Ihre Augen wanderten über die geschriebenen Zeilen, über die Worte und
Buchstaben, und obwohl sie nicht lesen konnte, war ihr, als betrachte sie gerade
jemand Fremdes durch ein Schlüsselloch.
    Ihr fiel auf, dass nicht alle Blätter beschrieben waren. Manche
enthielten auch Skizzen. Sie nahm sich eine davon und beim Anblick der
Zeichnung fühlte sie, wie sich die feinen Härchen an ihrem Nacken aufrichteten.
Zu sehen war ein Mädchen.
    Ein kleines Mädchen mit langem Haar.
    Unfassbar, aber es war das Kind, das Bernina
zwei Tage zuvor gesehen zu haben glaubte, dessen Summen in ihren Ohren war.
    Es war keine sonderlich ausgeprägte Zeichnung.

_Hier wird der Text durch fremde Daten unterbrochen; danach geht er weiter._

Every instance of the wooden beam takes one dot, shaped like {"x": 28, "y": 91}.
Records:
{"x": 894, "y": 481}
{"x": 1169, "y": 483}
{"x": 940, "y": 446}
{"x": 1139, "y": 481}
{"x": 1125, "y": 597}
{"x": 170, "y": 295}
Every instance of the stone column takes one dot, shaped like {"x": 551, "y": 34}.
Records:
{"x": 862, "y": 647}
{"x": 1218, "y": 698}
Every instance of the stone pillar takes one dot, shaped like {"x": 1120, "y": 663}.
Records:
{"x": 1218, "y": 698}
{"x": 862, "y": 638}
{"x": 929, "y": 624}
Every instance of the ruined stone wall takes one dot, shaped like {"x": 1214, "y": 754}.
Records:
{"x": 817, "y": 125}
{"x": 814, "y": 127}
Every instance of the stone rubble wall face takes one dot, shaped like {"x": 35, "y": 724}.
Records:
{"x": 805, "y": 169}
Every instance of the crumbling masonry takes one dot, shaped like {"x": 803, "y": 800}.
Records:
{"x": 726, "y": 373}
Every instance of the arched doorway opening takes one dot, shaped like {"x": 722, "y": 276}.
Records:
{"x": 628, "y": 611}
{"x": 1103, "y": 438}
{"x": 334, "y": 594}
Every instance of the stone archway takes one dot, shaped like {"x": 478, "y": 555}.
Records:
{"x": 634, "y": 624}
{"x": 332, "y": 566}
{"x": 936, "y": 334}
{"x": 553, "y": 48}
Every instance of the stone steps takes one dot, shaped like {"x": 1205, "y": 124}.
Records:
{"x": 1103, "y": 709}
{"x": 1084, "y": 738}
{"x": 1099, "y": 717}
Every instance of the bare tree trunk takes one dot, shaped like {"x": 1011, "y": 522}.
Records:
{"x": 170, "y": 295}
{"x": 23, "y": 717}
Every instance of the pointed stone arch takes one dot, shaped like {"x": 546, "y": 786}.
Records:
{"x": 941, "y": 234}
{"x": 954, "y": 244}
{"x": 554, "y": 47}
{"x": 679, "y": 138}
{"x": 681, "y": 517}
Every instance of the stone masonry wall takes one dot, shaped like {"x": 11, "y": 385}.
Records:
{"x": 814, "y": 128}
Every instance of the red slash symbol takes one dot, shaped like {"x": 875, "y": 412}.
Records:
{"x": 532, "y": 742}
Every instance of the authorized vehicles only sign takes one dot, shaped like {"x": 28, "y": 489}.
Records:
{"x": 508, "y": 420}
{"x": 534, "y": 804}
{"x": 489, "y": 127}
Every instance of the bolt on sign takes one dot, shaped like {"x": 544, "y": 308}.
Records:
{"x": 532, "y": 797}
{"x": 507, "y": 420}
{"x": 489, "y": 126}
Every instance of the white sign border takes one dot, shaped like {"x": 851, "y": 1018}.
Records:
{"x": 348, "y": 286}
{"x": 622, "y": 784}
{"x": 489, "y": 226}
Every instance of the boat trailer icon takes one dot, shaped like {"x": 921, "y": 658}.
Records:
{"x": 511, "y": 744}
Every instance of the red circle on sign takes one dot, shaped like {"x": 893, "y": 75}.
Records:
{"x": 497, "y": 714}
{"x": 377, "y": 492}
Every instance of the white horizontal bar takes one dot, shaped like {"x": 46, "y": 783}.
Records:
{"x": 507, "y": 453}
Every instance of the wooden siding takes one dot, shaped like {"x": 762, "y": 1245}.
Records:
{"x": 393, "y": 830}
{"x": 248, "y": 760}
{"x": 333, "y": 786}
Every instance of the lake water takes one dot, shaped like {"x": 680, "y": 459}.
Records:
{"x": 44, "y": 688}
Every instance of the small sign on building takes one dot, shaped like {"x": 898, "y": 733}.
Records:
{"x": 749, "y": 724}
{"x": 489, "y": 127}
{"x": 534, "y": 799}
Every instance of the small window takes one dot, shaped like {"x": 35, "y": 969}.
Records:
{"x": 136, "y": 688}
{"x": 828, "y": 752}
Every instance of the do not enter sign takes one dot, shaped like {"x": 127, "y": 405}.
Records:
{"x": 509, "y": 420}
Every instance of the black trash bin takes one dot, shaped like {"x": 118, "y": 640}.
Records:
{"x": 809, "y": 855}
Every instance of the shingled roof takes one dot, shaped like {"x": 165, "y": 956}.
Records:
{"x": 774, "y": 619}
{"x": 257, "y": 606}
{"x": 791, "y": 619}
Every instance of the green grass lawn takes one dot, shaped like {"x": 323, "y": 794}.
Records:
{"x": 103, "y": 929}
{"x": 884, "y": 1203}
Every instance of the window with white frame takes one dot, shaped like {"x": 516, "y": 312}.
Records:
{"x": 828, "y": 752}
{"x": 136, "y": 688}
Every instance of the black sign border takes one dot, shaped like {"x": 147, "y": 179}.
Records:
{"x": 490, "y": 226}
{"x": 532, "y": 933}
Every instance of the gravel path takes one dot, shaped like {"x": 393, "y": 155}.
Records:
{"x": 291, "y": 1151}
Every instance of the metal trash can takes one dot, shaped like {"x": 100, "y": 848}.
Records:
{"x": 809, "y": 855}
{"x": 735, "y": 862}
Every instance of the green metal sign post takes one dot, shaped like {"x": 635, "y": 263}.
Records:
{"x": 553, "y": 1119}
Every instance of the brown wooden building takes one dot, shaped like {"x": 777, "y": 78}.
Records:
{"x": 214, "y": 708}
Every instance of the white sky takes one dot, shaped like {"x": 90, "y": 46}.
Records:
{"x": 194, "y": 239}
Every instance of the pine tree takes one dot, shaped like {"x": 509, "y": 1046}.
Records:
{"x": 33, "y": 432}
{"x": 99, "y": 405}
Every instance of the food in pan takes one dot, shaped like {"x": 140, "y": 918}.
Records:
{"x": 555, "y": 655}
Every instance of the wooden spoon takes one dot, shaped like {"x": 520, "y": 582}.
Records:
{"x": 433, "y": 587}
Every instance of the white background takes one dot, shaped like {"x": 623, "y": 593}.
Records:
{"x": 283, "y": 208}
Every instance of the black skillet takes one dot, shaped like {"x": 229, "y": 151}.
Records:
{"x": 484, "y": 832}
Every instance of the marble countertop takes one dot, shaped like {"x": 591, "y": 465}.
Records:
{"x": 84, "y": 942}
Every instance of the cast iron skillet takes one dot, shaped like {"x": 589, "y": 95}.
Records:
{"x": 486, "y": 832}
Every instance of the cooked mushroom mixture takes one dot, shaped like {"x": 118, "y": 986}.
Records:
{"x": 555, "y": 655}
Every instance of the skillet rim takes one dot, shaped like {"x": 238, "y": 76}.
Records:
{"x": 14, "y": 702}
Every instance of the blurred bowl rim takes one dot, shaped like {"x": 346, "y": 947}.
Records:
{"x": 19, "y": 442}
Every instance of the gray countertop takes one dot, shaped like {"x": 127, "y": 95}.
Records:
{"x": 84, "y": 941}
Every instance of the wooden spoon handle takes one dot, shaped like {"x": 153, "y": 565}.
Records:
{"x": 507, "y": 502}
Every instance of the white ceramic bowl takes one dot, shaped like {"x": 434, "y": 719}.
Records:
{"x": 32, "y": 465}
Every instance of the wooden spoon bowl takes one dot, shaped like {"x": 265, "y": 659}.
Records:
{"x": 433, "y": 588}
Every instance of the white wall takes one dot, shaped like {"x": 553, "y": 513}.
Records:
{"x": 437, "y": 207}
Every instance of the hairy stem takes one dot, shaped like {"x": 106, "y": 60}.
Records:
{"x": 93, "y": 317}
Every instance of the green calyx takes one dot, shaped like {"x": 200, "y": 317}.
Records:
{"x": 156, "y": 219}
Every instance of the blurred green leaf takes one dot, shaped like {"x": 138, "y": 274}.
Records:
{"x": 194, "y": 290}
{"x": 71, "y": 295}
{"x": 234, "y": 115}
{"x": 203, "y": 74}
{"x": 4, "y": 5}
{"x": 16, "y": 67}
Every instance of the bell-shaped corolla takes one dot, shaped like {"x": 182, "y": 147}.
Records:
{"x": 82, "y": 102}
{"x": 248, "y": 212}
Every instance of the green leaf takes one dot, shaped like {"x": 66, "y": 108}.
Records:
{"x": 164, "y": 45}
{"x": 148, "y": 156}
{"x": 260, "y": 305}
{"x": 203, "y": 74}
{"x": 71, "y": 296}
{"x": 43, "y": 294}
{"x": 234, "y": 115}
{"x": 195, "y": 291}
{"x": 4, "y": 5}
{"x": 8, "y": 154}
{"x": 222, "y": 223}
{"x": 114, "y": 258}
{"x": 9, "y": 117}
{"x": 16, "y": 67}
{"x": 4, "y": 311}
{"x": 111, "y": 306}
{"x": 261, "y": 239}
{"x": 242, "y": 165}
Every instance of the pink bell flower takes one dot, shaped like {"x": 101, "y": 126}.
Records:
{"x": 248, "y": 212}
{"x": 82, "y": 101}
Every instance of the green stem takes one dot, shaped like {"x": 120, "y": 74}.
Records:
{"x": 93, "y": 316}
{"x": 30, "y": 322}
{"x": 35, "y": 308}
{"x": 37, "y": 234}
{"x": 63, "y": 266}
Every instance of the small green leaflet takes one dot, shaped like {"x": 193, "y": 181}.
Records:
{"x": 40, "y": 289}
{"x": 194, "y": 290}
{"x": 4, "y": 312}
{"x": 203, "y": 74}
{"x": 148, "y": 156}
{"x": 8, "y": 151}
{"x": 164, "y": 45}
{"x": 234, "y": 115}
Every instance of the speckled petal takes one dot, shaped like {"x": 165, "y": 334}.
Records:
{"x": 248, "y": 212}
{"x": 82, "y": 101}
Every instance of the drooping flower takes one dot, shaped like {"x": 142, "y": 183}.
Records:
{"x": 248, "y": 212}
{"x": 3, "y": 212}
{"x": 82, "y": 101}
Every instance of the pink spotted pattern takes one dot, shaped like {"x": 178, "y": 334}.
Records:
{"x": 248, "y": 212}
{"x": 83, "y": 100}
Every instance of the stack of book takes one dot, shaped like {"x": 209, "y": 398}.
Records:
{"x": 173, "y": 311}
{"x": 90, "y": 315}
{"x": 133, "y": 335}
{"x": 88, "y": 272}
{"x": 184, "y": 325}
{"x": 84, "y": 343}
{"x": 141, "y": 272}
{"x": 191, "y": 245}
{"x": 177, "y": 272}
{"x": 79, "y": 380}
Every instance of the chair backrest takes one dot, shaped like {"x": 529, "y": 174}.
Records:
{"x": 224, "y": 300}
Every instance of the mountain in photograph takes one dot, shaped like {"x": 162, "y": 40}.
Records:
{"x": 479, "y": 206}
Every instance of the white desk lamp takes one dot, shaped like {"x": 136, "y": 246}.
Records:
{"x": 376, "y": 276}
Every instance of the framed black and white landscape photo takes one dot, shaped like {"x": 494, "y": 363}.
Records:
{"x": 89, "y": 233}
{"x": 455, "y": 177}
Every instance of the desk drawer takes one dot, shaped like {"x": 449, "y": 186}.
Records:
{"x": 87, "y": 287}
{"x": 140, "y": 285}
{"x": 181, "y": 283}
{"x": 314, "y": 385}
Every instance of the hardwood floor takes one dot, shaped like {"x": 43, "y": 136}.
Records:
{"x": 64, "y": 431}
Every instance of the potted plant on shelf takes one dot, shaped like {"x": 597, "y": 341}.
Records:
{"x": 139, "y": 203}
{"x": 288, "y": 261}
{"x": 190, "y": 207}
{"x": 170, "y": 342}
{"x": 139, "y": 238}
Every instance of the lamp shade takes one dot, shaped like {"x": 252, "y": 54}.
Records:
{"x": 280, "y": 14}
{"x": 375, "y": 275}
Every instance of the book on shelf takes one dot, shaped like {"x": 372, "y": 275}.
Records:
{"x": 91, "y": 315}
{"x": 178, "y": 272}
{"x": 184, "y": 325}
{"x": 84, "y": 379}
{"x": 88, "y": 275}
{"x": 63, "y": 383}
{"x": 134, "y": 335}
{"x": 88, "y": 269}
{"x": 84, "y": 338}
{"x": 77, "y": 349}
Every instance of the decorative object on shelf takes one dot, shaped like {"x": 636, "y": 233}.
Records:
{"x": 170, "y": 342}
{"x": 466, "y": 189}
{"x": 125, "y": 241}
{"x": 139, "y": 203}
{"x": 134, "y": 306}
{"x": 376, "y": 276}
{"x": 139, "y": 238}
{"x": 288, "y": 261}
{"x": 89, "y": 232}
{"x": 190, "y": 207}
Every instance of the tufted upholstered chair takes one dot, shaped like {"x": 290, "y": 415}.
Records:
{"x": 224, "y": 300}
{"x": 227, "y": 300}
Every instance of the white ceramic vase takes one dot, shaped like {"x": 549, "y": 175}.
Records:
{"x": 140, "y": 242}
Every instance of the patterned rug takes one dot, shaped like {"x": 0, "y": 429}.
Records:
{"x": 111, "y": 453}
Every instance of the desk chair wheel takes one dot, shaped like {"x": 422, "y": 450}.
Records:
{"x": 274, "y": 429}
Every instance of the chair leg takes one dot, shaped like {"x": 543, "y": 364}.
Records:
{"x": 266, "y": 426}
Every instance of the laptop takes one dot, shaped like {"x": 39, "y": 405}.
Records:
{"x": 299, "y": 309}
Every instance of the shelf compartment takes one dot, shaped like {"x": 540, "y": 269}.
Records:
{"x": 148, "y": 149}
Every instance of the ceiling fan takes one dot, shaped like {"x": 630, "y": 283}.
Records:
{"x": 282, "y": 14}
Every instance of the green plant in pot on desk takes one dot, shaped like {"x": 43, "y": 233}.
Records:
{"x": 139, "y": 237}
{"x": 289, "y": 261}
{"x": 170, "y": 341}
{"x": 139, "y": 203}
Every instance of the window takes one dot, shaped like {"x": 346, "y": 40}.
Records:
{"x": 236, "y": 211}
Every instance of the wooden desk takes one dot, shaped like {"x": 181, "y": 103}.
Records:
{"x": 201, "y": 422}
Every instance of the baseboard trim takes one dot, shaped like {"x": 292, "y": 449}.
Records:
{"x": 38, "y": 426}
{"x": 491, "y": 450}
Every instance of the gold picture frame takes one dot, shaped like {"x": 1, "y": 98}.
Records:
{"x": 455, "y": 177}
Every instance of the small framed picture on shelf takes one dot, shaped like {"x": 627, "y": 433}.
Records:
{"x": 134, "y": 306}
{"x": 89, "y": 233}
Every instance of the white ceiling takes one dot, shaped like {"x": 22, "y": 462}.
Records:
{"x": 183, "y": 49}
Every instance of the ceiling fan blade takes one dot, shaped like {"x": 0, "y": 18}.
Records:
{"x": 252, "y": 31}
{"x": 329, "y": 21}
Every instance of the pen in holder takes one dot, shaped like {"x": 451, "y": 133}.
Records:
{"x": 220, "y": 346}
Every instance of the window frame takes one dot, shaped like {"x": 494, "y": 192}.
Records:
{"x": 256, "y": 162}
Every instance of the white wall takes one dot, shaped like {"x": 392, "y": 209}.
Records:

Feine Linien
ergaben die Umrisse, deuteten die Einzelheiten an. Jedes Mädchen hätte es sein
können, darüber war Bernina sich durchaus im Klaren. Und doch war ihr auf
rätselhafte Weise ebenso bewusst, dass es jenes ganz bestimmte Mädchen sein
musste, jenes Geschöpf, das sowohl aus Wirklichkeit als auch aus Einbildung
bestanden zu haben schien.
    Wie ertappt legte sie die Skizze rasch wieder fort.
    Und wieder hatte sie ein seltsames Gefühl. Als wäre etwas
versteckt in ihr und würde darum kämpfen, an die Oberfläche zu gelangen. Sie
hätte nicht sagen können, was das sein mochte, aber da war etwas. Vielleicht
Erinnerungen, Bilder, die einer anderen Zeit angehörten.
    Aus einem Impuls heraus ergriff Bernina erneut die Skizze, die das
Mädchen zeigte. Vorsichtig, wie um der Abbildung nicht wehzutun, faltete sie
das Blatt zusammen und schob es zwischen Kleid und Unterkleid.